Summer is rapidly approaching and it’s time to start planning your backyard oasis with not just plants and flowers but considering the possibility of adding a pond design. If you enjoy spending your time outdoors during the warm summer months and you already have a garden, the incentive is there to make your garden more nature-like by adding a natural pond. We have gathered together a collection of inspirational pond design ideas in varying styles, with assorted plants and even fish. If you prefer a more refined variant, design your pond closer to the entrance of your home and create a pathway above or around it. For a more organic design choose stones in various shapes, sizes and colors for a natural look, moss, water lilies and koi or other fish, and a cascading waterfall or a fountain would help to diversify the overall appearance.
Just like indoor aquariums, fish ponds are not for the faint of heart.
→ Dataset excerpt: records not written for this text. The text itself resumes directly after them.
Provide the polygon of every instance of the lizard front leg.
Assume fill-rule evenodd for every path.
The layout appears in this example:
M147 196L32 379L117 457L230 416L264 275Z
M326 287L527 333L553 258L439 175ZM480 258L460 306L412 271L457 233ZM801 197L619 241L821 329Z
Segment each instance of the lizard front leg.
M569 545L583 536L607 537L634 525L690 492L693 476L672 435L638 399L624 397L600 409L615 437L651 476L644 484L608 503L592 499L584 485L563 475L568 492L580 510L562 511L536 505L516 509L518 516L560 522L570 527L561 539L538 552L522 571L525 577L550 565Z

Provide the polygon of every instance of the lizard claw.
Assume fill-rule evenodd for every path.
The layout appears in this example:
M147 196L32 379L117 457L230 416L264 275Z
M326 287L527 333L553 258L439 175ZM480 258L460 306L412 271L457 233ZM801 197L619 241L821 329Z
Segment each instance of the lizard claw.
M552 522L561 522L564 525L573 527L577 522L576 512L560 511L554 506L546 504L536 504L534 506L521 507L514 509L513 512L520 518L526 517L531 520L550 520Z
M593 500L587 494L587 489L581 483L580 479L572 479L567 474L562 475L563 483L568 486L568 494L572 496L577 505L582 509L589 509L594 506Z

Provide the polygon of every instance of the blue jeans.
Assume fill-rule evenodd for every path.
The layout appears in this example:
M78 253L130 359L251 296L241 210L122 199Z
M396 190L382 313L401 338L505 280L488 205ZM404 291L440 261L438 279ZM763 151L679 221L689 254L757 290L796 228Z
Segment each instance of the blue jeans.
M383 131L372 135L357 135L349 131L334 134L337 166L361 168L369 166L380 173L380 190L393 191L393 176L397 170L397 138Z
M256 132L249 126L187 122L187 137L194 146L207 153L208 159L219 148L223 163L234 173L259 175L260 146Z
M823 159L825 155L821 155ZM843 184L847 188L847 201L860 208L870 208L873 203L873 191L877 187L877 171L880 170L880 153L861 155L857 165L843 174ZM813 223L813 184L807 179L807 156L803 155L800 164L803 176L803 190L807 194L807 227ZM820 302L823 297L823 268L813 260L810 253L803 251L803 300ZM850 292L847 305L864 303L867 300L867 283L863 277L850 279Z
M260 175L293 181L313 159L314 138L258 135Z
They take a lot of time and effort, love and care. They can be time consuming to keep clean and budget draining. But as with most difficult things in life, the payoff is worth it. And if you have the time — even just one free weekend — you could build your own backyard fish pond for around $2,500. Be sure to scroll down, as we have some great tips to creating your own backyard pond oasis.
Deeper ponds have their advantages. Fish will grow only in relation to how big the space is that they’re in. In shallow water a koi fish, which can reach 3 feet in length, won’t reach its full potential, as it would in a 5-foot-deep pond. Fish tend to get sicker in small ponds, because they’re swimming around in water with higher concentrations of their own waste. Deeper ponds mean more water volume and cleaner water. The fish are healthier, making it easier to maintain the right chemical balance. Deeper ponds make fish harder targets for predators.
To start, you are going to have to dig a hole, a big one. It’s free if you do it yourself. If you need the dirt hauled away, you will have to pay. Prices typically range from a couple hundred dollars to several hundred, depending on the amount and other factors.
There are advantages to shallower ponds. Less excavation means less work and fewer materials, so you’ll save money on construction costs and backaches. A shallow pond will also allow you a better view of your fish.